Lucas Paulino
Dans le paysage espagnol de l'horreur contemporaine, Lucas Paulino apparaît avec un seul crédit, mais ce territoire donne déjà une couleur particulière à son entrée. L'Espagne n'a jamais traité le fantastique comme un simple divertissement nocturne. Elle l'a souvent chargé de famille, de catholicisme, de deuil, de maisons trop pleines, de secrets qui s'accrochent aux murs avec une obstination presque matérielle.
Paulino se trouve donc rattaché à une tradition où l'épouvante sait être intime sans devenir molle. Le cinéma d'horreur espagnol travaille volontiers les intérieurs: couvents, appartements, villages, chambres d'enfance, lieux où les vivants continuent de négocier avec des fautes anciennes. Même lorsqu'il prend des formes modernes, il garde souvent cette impression que le passé n'est pas derrière les personnages, mais sous leurs pieds. Il suffit d'appuyer au mauvais endroit pour que le sol rende quelque chose.
Un cinéaste à crédit unique ne doit pas être noyé sous une généalogie trop lourde. Mais le contexte espagnol permet de comprendre ce que son nom peut activer. Dans ce cinéma, la peur est rarement gratuite. Elle se lie à une dette morale, à un interdit familial, à une image religieuse devenue menaçante, à un silence transmis d'une génération à l'autre. Paulino appartient à cette zone où un film peut faire basculer une situation ordinaire en procès intime.
Les années 2020 ont vu l'horreur espagnole continuer de circuler avec force dans les festivals et les plateformes spécialisées. Les œuvres les plus modestes y côtoient des productions plus visibles, et cette coexistence entretient une vitalité réelle. Un seul crédit peut donc indiquer beaucoup plus qu'une présence isolée.
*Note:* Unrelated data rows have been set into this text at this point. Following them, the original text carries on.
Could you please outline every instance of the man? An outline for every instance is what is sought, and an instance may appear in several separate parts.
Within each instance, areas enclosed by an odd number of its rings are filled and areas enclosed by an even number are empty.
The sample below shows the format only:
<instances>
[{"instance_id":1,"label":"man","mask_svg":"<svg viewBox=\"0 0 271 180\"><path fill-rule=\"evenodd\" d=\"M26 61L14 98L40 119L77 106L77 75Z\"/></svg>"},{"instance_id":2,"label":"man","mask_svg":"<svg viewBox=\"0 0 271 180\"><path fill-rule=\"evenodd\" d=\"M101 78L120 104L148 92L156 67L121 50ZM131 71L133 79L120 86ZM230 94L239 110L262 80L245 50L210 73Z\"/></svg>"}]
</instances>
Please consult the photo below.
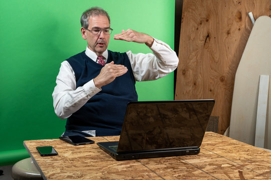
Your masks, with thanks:
<instances>
[{"instance_id":1,"label":"man","mask_svg":"<svg viewBox=\"0 0 271 180\"><path fill-rule=\"evenodd\" d=\"M63 136L119 135L127 103L138 100L136 81L163 77L175 70L179 60L168 44L131 30L114 39L145 44L155 56L108 50L112 30L100 8L84 12L81 24L86 50L61 64L53 93L56 114L68 118Z\"/></svg>"}]
</instances>

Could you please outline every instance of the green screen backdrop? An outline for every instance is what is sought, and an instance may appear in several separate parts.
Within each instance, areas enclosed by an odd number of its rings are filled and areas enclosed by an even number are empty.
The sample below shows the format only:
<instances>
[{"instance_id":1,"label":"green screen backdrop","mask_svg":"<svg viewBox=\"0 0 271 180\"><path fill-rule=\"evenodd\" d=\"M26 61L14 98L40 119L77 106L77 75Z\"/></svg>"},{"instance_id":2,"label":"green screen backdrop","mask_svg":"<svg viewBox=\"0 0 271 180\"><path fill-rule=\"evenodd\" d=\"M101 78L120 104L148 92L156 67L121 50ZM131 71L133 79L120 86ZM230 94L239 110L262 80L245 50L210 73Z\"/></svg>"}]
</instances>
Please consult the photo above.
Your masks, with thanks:
<instances>
[{"instance_id":1,"label":"green screen backdrop","mask_svg":"<svg viewBox=\"0 0 271 180\"><path fill-rule=\"evenodd\" d=\"M55 114L52 94L61 62L86 47L80 18L94 6L110 16L109 50L152 52L144 44L113 39L127 28L174 48L174 0L2 0L0 166L3 157L18 152L28 155L24 140L57 138L64 131L66 120ZM137 82L139 100L173 100L173 76Z\"/></svg>"}]
</instances>

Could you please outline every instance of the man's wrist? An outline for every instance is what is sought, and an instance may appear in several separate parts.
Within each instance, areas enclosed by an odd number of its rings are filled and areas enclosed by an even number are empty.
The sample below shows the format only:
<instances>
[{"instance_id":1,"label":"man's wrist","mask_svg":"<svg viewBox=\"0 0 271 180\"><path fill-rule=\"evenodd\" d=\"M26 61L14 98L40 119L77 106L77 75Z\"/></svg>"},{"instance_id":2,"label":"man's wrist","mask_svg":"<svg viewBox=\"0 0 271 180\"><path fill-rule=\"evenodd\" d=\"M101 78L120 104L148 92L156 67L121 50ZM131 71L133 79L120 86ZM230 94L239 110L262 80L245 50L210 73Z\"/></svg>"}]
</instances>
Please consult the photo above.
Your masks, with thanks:
<instances>
[{"instance_id":1,"label":"man's wrist","mask_svg":"<svg viewBox=\"0 0 271 180\"><path fill-rule=\"evenodd\" d=\"M151 48L152 46L153 46L153 44L154 44L154 39L151 36L150 36L149 35L147 36L148 36L148 38L147 38L147 41L145 42L145 44L146 44L150 48Z\"/></svg>"}]
</instances>

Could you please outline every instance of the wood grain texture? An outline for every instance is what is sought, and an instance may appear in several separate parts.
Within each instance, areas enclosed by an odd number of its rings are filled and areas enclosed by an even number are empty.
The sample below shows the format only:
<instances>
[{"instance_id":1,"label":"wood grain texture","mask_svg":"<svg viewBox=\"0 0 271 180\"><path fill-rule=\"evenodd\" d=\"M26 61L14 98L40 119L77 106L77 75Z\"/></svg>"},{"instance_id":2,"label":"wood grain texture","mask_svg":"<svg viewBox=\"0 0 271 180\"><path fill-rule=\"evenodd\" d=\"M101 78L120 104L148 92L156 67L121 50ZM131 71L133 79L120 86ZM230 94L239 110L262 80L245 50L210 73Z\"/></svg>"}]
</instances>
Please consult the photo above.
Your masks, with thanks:
<instances>
[{"instance_id":1,"label":"wood grain texture","mask_svg":"<svg viewBox=\"0 0 271 180\"><path fill-rule=\"evenodd\" d=\"M218 133L230 124L234 78L252 27L270 0L184 0L175 100L213 98Z\"/></svg>"},{"instance_id":2,"label":"wood grain texture","mask_svg":"<svg viewBox=\"0 0 271 180\"><path fill-rule=\"evenodd\" d=\"M96 142L119 136L90 138ZM74 146L60 140L24 144L47 180L270 180L271 153L212 132L205 133L197 155L117 161L96 144ZM52 146L54 156L36 147Z\"/></svg>"}]
</instances>

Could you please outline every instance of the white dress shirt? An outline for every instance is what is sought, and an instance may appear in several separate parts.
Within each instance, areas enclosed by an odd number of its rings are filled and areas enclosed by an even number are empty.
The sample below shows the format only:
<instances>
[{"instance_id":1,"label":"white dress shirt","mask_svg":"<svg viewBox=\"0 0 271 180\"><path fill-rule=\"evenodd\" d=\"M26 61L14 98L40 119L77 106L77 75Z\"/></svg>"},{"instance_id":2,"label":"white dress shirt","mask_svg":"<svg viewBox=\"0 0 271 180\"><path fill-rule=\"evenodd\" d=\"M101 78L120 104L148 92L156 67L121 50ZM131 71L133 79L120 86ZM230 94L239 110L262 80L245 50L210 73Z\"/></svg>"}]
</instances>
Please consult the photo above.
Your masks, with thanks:
<instances>
[{"instance_id":1,"label":"white dress shirt","mask_svg":"<svg viewBox=\"0 0 271 180\"><path fill-rule=\"evenodd\" d=\"M176 52L166 43L154 38L150 48L154 55L149 53L132 54L126 52L130 60L136 80L147 81L163 78L174 70L178 66L179 59ZM96 61L97 55L87 46L86 54ZM102 56L106 62L107 50ZM74 72L69 62L61 63L56 78L56 86L53 92L53 105L56 114L65 119L80 108L92 96L101 90L95 86L93 80L84 86L76 88Z\"/></svg>"}]
</instances>

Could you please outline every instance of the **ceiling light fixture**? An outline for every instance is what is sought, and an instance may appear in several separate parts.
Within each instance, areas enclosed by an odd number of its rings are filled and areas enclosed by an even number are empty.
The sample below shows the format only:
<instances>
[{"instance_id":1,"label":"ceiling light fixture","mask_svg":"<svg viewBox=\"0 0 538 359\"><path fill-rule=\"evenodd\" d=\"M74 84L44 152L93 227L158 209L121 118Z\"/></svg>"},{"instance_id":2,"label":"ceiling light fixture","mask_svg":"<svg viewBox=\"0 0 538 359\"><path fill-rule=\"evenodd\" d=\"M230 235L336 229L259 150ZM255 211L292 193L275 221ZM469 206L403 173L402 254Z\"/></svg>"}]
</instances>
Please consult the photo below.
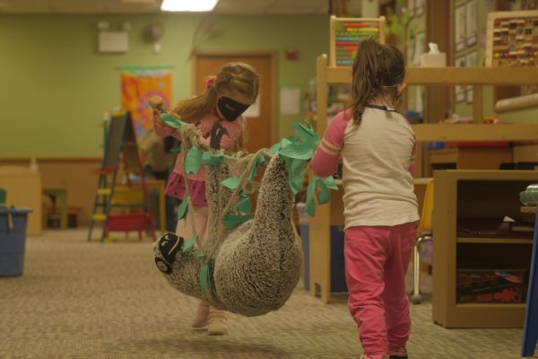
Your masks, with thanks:
<instances>
[{"instance_id":1,"label":"ceiling light fixture","mask_svg":"<svg viewBox=\"0 0 538 359\"><path fill-rule=\"evenodd\" d=\"M167 12L210 12L219 0L163 0L161 11Z\"/></svg>"}]
</instances>

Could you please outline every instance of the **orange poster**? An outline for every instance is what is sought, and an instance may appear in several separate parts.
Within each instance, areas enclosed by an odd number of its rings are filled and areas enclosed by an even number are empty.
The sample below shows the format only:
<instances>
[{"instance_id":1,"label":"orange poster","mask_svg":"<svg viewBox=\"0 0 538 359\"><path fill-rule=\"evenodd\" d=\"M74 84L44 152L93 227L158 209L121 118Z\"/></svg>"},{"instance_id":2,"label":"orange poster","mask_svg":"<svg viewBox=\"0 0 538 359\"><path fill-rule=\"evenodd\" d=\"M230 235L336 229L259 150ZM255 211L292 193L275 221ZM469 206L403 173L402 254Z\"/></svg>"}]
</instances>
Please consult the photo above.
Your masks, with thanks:
<instances>
[{"instance_id":1,"label":"orange poster","mask_svg":"<svg viewBox=\"0 0 538 359\"><path fill-rule=\"evenodd\" d=\"M169 108L171 93L172 73L169 69L126 67L121 72L121 105L145 128L152 127L150 97L161 96L166 108Z\"/></svg>"}]
</instances>

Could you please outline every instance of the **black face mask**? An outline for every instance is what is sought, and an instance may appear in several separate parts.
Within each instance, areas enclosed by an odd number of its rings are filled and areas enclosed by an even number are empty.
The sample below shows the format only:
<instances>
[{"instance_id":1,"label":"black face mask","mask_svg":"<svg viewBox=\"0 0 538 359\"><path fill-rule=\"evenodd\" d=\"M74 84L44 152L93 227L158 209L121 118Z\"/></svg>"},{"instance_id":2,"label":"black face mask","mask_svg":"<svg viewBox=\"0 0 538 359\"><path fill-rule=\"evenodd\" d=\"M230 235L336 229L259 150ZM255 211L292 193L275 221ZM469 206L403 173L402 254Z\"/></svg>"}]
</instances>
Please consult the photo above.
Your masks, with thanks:
<instances>
[{"instance_id":1,"label":"black face mask","mask_svg":"<svg viewBox=\"0 0 538 359\"><path fill-rule=\"evenodd\" d=\"M227 121L233 121L250 107L244 103L231 100L230 97L221 96L217 101L219 111Z\"/></svg>"}]
</instances>

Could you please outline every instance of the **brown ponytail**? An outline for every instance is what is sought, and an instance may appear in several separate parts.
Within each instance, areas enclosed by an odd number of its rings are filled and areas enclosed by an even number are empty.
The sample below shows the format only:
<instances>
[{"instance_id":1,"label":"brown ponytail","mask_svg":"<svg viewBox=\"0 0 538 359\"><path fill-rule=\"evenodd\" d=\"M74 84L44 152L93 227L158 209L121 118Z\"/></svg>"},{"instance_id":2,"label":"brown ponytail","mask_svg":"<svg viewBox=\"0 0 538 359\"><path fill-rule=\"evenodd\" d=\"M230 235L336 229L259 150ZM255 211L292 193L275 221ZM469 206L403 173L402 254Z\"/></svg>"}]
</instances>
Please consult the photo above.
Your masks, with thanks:
<instances>
[{"instance_id":1,"label":"brown ponytail","mask_svg":"<svg viewBox=\"0 0 538 359\"><path fill-rule=\"evenodd\" d=\"M202 94L179 101L172 112L183 121L194 123L215 108L219 93L239 93L254 102L258 88L258 74L252 66L239 62L228 63L221 68L214 83L209 83Z\"/></svg>"},{"instance_id":2,"label":"brown ponytail","mask_svg":"<svg viewBox=\"0 0 538 359\"><path fill-rule=\"evenodd\" d=\"M360 124L366 105L384 98L395 107L400 101L397 86L405 77L402 53L394 46L382 45L374 38L359 43L353 61L351 102L353 122Z\"/></svg>"}]
</instances>

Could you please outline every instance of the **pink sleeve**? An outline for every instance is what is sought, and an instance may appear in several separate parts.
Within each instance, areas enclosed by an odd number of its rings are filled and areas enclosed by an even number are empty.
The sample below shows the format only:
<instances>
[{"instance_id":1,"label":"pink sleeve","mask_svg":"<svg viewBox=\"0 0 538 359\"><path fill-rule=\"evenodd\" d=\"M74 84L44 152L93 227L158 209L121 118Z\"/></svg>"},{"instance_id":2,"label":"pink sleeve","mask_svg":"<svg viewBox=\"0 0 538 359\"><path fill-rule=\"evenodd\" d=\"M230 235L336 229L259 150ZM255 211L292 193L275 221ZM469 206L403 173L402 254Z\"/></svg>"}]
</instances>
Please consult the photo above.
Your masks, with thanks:
<instances>
[{"instance_id":1,"label":"pink sleeve","mask_svg":"<svg viewBox=\"0 0 538 359\"><path fill-rule=\"evenodd\" d=\"M328 177L334 173L338 160L343 148L343 135L349 120L344 112L340 112L329 123L321 143L310 161L314 174L319 177Z\"/></svg>"},{"instance_id":2,"label":"pink sleeve","mask_svg":"<svg viewBox=\"0 0 538 359\"><path fill-rule=\"evenodd\" d=\"M155 121L152 118L152 124L153 125L153 129L155 130L155 134L157 134L160 137L168 137L169 136L173 136L178 140L181 140L181 131L177 128L170 127L169 126L155 126Z\"/></svg>"}]
</instances>

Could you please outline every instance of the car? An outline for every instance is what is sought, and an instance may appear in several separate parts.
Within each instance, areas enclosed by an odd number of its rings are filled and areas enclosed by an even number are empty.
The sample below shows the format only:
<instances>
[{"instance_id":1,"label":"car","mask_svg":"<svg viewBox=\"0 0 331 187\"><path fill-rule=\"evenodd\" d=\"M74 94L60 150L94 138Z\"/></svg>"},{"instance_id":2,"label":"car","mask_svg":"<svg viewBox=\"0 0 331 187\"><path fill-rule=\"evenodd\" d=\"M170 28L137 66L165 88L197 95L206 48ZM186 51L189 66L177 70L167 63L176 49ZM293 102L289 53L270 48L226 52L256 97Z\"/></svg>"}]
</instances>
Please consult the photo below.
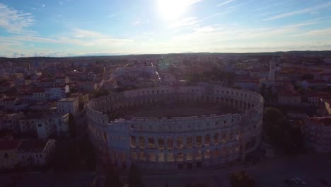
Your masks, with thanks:
<instances>
[{"instance_id":1,"label":"car","mask_svg":"<svg viewBox=\"0 0 331 187\"><path fill-rule=\"evenodd\" d=\"M303 181L303 180L300 179L299 178L298 178L298 177L294 177L294 178L295 180L296 180L300 184L301 184L301 185L306 185L306 182Z\"/></svg>"}]
</instances>

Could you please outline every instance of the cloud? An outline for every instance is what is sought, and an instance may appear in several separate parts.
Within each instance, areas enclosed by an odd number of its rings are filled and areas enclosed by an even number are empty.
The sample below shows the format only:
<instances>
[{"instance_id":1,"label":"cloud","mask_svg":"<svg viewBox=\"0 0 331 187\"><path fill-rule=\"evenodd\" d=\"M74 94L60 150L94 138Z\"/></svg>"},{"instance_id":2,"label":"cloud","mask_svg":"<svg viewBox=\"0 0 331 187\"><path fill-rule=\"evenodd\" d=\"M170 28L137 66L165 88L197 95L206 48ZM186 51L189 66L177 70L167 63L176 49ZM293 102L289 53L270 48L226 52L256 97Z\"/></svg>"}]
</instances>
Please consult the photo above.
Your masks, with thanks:
<instances>
[{"instance_id":1,"label":"cloud","mask_svg":"<svg viewBox=\"0 0 331 187\"><path fill-rule=\"evenodd\" d=\"M194 4L196 3L198 3L199 1L202 1L203 0L186 0L186 4L190 5L190 4Z\"/></svg>"},{"instance_id":2,"label":"cloud","mask_svg":"<svg viewBox=\"0 0 331 187\"><path fill-rule=\"evenodd\" d=\"M115 18L115 17L117 16L118 14L120 14L120 13L118 13L118 12L110 13L109 15L107 15L107 18Z\"/></svg>"},{"instance_id":3,"label":"cloud","mask_svg":"<svg viewBox=\"0 0 331 187\"><path fill-rule=\"evenodd\" d=\"M200 21L197 20L196 17L188 17L180 20L170 25L169 28L179 28L182 27L196 26Z\"/></svg>"},{"instance_id":4,"label":"cloud","mask_svg":"<svg viewBox=\"0 0 331 187\"><path fill-rule=\"evenodd\" d=\"M291 11L291 12L288 12L288 13L285 13L279 14L279 15L277 15L277 16L274 16L263 19L263 21L271 21L271 20L284 18L290 17L290 16L296 16L296 15L299 15L299 14L302 14L302 13L310 13L310 12L312 12L312 11L318 11L318 10L327 8L329 8L329 7L331 7L331 2L327 2L327 3L325 3L325 4L323 4L315 5L314 6L313 6L313 7L306 8L303 8L303 9L298 10L298 11Z\"/></svg>"},{"instance_id":5,"label":"cloud","mask_svg":"<svg viewBox=\"0 0 331 187\"><path fill-rule=\"evenodd\" d=\"M216 6L222 6L226 5L227 4L229 4L229 3L231 3L231 2L233 1L234 0L226 0L225 1L223 1L223 2L217 4Z\"/></svg>"},{"instance_id":6,"label":"cloud","mask_svg":"<svg viewBox=\"0 0 331 187\"><path fill-rule=\"evenodd\" d=\"M115 38L99 32L75 28L70 33L56 38L61 43L83 46L122 46L132 42L131 39Z\"/></svg>"},{"instance_id":7,"label":"cloud","mask_svg":"<svg viewBox=\"0 0 331 187\"><path fill-rule=\"evenodd\" d=\"M134 23L133 23L133 25L134 25L134 26L138 26L138 25L139 25L139 24L140 24L140 21L139 21L139 20L134 21Z\"/></svg>"},{"instance_id":8,"label":"cloud","mask_svg":"<svg viewBox=\"0 0 331 187\"><path fill-rule=\"evenodd\" d=\"M31 26L35 20L30 13L11 8L0 3L0 27L11 33L23 33Z\"/></svg>"}]
</instances>

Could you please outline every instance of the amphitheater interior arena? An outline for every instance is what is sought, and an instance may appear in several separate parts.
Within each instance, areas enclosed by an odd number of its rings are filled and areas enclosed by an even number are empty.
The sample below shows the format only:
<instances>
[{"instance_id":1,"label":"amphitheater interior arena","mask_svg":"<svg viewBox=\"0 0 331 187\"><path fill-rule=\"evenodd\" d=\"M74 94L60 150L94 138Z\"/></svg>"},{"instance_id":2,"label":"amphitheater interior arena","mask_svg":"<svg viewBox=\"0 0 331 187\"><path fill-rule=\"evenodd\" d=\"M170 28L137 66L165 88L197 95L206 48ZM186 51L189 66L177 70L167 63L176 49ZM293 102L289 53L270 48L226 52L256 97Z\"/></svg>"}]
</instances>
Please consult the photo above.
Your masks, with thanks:
<instances>
[{"instance_id":1,"label":"amphitheater interior arena","mask_svg":"<svg viewBox=\"0 0 331 187\"><path fill-rule=\"evenodd\" d=\"M126 91L91 100L91 140L103 163L149 171L219 167L261 139L264 100L204 84Z\"/></svg>"}]
</instances>

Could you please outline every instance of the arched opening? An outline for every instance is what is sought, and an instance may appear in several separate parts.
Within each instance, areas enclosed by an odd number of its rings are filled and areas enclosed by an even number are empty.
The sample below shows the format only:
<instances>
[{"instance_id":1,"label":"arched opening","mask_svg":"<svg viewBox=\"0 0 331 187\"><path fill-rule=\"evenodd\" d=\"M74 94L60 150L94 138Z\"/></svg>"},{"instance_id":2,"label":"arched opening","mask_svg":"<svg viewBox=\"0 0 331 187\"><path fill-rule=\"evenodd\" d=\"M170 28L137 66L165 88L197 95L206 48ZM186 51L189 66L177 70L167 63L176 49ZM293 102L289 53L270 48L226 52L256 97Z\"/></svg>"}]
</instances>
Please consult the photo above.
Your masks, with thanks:
<instances>
[{"instance_id":1,"label":"arched opening","mask_svg":"<svg viewBox=\"0 0 331 187\"><path fill-rule=\"evenodd\" d=\"M146 161L146 154L144 152L141 152L139 154L140 160Z\"/></svg>"},{"instance_id":2,"label":"arched opening","mask_svg":"<svg viewBox=\"0 0 331 187\"><path fill-rule=\"evenodd\" d=\"M136 147L136 137L135 136L131 136L131 147Z\"/></svg>"},{"instance_id":3,"label":"arched opening","mask_svg":"<svg viewBox=\"0 0 331 187\"><path fill-rule=\"evenodd\" d=\"M164 149L164 140L162 138L158 140L158 149Z\"/></svg>"},{"instance_id":4,"label":"arched opening","mask_svg":"<svg viewBox=\"0 0 331 187\"><path fill-rule=\"evenodd\" d=\"M186 160L192 160L193 159L193 154L192 152L186 153Z\"/></svg>"},{"instance_id":5,"label":"arched opening","mask_svg":"<svg viewBox=\"0 0 331 187\"><path fill-rule=\"evenodd\" d=\"M219 142L219 133L215 133L214 135L214 144L218 144Z\"/></svg>"},{"instance_id":6,"label":"arched opening","mask_svg":"<svg viewBox=\"0 0 331 187\"><path fill-rule=\"evenodd\" d=\"M210 135L207 135L204 137L204 146L210 145Z\"/></svg>"},{"instance_id":7,"label":"arched opening","mask_svg":"<svg viewBox=\"0 0 331 187\"><path fill-rule=\"evenodd\" d=\"M163 153L163 152L158 153L158 162L164 162L164 153Z\"/></svg>"},{"instance_id":8,"label":"arched opening","mask_svg":"<svg viewBox=\"0 0 331 187\"><path fill-rule=\"evenodd\" d=\"M149 137L149 148L154 148L155 142L153 137Z\"/></svg>"},{"instance_id":9,"label":"arched opening","mask_svg":"<svg viewBox=\"0 0 331 187\"><path fill-rule=\"evenodd\" d=\"M173 162L174 161L173 153L168 152L167 154L167 161L168 162Z\"/></svg>"},{"instance_id":10,"label":"arched opening","mask_svg":"<svg viewBox=\"0 0 331 187\"><path fill-rule=\"evenodd\" d=\"M192 148L193 147L193 138L192 137L187 137L186 138L186 147Z\"/></svg>"},{"instance_id":11,"label":"arched opening","mask_svg":"<svg viewBox=\"0 0 331 187\"><path fill-rule=\"evenodd\" d=\"M167 147L168 149L173 149L173 140L172 138L168 138L167 140Z\"/></svg>"},{"instance_id":12,"label":"arched opening","mask_svg":"<svg viewBox=\"0 0 331 187\"><path fill-rule=\"evenodd\" d=\"M184 160L184 155L182 152L178 152L176 154L176 161L183 161Z\"/></svg>"},{"instance_id":13,"label":"arched opening","mask_svg":"<svg viewBox=\"0 0 331 187\"><path fill-rule=\"evenodd\" d=\"M139 147L141 149L145 148L145 138L144 137L139 137Z\"/></svg>"},{"instance_id":14,"label":"arched opening","mask_svg":"<svg viewBox=\"0 0 331 187\"><path fill-rule=\"evenodd\" d=\"M155 153L149 153L149 161L156 161L156 155L155 154Z\"/></svg>"},{"instance_id":15,"label":"arched opening","mask_svg":"<svg viewBox=\"0 0 331 187\"><path fill-rule=\"evenodd\" d=\"M178 149L182 149L182 147L184 147L183 144L182 144L182 139L181 137L179 137L177 138L177 148Z\"/></svg>"},{"instance_id":16,"label":"arched opening","mask_svg":"<svg viewBox=\"0 0 331 187\"><path fill-rule=\"evenodd\" d=\"M214 157L215 158L218 158L221 156L221 152L218 149L216 149L215 151L214 152Z\"/></svg>"},{"instance_id":17,"label":"arched opening","mask_svg":"<svg viewBox=\"0 0 331 187\"><path fill-rule=\"evenodd\" d=\"M195 139L195 144L197 147L201 147L202 145L202 137L201 136L197 136Z\"/></svg>"},{"instance_id":18,"label":"arched opening","mask_svg":"<svg viewBox=\"0 0 331 187\"><path fill-rule=\"evenodd\" d=\"M210 158L210 152L209 152L209 149L207 149L205 152L204 152L204 159L209 159Z\"/></svg>"},{"instance_id":19,"label":"arched opening","mask_svg":"<svg viewBox=\"0 0 331 187\"><path fill-rule=\"evenodd\" d=\"M201 159L202 158L201 151L197 151L194 152L194 159L196 160Z\"/></svg>"}]
</instances>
Il peut signaler une participation à un écosystème où les courts, les films de genre et les expérimentations narratives se répondent.
Paulino peut être abordé comme un praticien de la tension condensée. Dans les petits formats, la peur espagnole gagne souvent à ne pas tout expliquer. Elle choisit une situation déjà chargée et laisse le spectateur comprendre que le drame a commencé avant la première image. Cette antériorité est essentielle. Elle donne aux scènes une épaisseur de rituel. Les personnages ne découvrent pas seulement un danger. Ils entrent dans une mécanique qui les attendait.
On peut rapprocher cette logique du cinéma surnaturel, même lorsque le surnaturel reste discret. L'Espagne fantastique excelle dans l'ambiguïté entre apparition réelle et culpabilité incarnée. Le fantôme peut être un spectre, mais il peut aussi être une forme que prend la mémoire pour forcer les vivants à regarder. Cette ambiguïté évite la simple devinette psychologique. Elle donne au film une gravité plus physique, presque liturgique.
Dans CaSTV, Lucas Paulino mérite sa place comme signe d'un cinéma espagnol de genre toujours actif dans ses marges. La fiche n'a pas besoin de prétendre à une grande somme. Elle doit plutôt accueillir la possibilité d'une œuvre brève, située, capable de porter en peu de temps une histoire de honte ou de hantise. Le fantastique espagnol sait que les portes ne s'ouvrent jamais innocemment, surtout dans les maisons où l'on a trop longtemps évité de parler.
Paulino est donc à lire comme un seuil espagnol: modeste par le nombre, dense par l'héritage qu'il convoque. Un seul crédit, dans un tel paysage, peut suffire à réveiller des formes anciennes. Et les formes anciennes, au cinéma, savent très bien retrouver le chemin de la chambre.